One of the reasons why we’ve been rolling our own instead of taking the obvious Solr-road is historical. Solr didn’t meet our needs when we started. It still doesn’t in its current form, but it’s getting close. Another reason is that the scope of Summa is different from Solr’s: We’ve invested a lot of energy in handling data-flow with transformations in a multi-stage system with a persistent storage service that handles parent-child relations and keeps track of updates.
The interesting thing here is that Summa and Solr are not necessarily in competition. Solr has a lot of great analyzers and has gained a lot of momentum during the last years. We would therefore like to use Solr at the core of Summa instead of the custom Lucene searcher we have currently. At Statsbiblioteket we have done a fair amount of work with low-memory index-lookup, sorting and hierarchical faceting which we’d like to take with us, so this calls for participation in Solr development.

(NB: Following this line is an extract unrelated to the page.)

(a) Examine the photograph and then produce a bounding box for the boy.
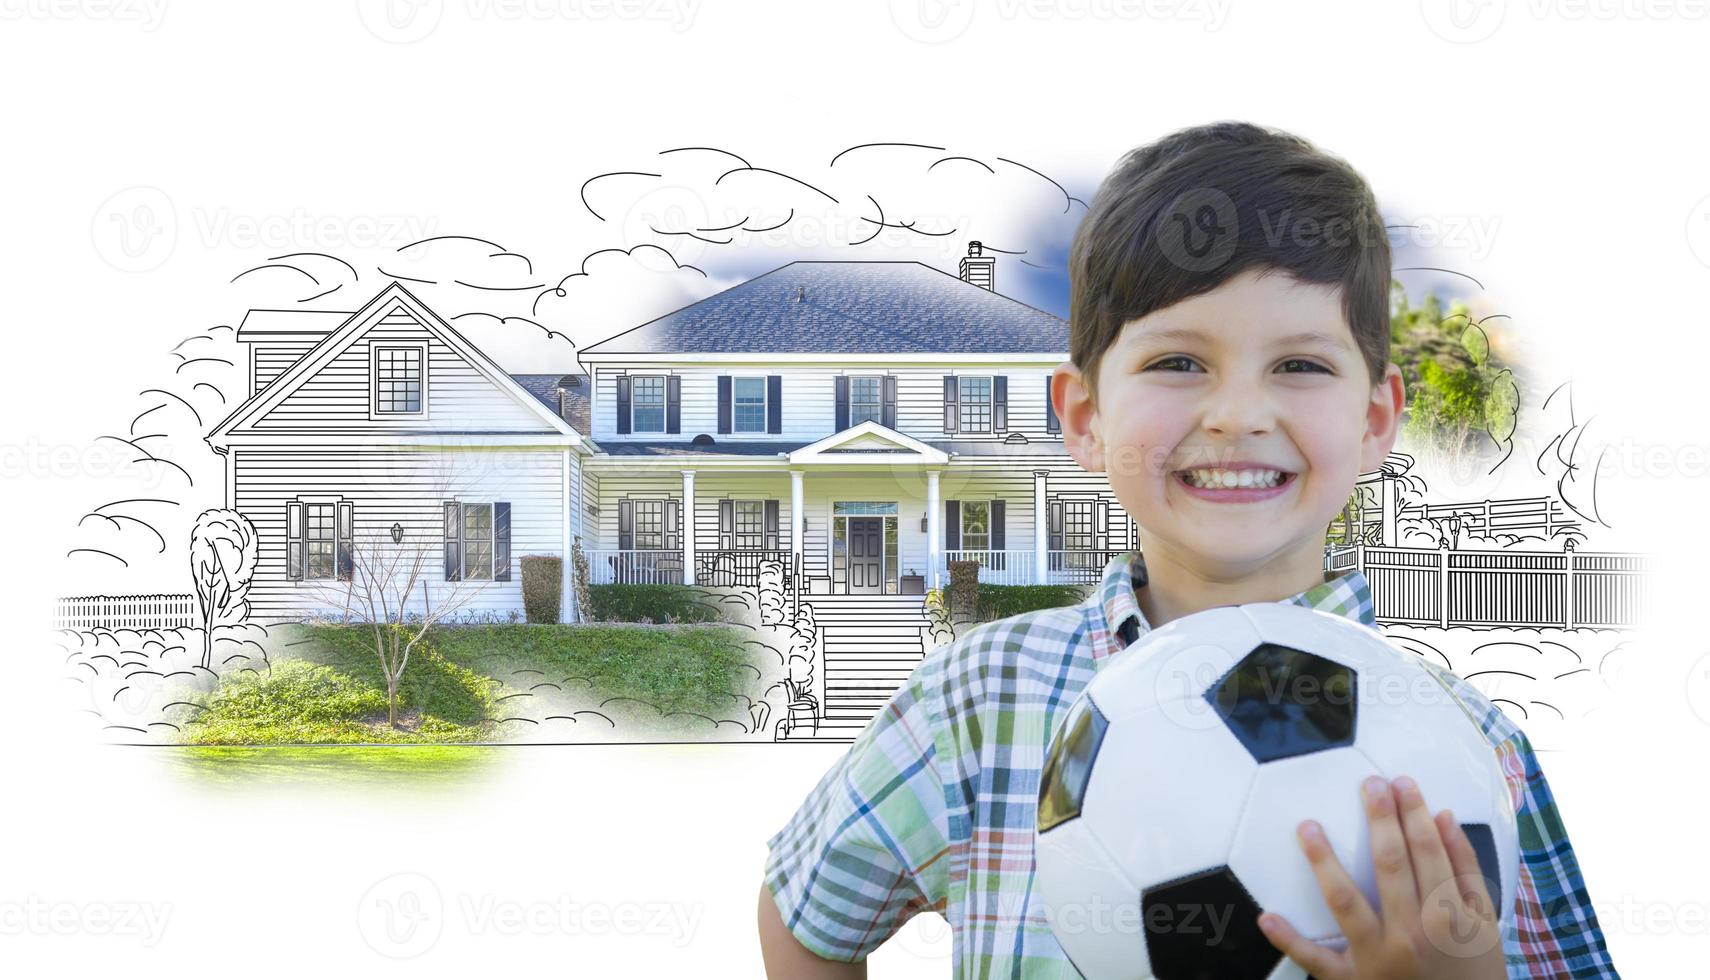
[759,122,1617,978]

Relevance Correlation between systems
Statsbiblioteket has recently begun collaboration with the Summon team from Serial Solutions. Due to Danish legislation we are not allowed to let Summon index our own data, so the upcoming search setup needs to merge results from Summon with our own. As both systems sort the results by relevance ranking, proper merging is quite hard. This is due to the fact that relevance scores are not comparable between different systems. One solution is to perform a local comparison of the returned fields in the results, but as this completely ignores the whole term statistics based ranking of Lucene/Solr, we would like something better.

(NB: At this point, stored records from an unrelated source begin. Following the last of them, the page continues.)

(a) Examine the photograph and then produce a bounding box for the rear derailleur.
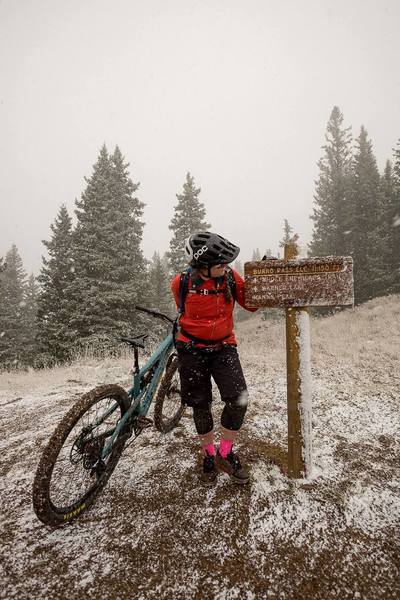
[119,415,153,449]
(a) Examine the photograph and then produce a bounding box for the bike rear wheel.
[32,384,130,526]
[154,353,185,433]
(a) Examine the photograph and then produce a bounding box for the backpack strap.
[178,267,192,315]
[178,266,237,315]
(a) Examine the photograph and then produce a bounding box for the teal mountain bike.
[32,306,184,526]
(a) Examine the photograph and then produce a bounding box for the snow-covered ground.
[1,296,399,599]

Up until now we have been spoiled by using relevance ranked integrated search across different sources where we controlled the full indexing process. SOLR-1632 seems to be the right way to provide similar functionality for Solr, but it is not mature yet and is quite a large thing to put into production. Better to walk before running. As part of our collaborative agreement Serial Solutions has agreed to deliver statistics about their metadata to us on an experimental basis. With this we can hopefully do better merging and issue boosted queries to get the hits that are relevant to us, thus approximating the results we would have gotten if all metadata had been in a single index.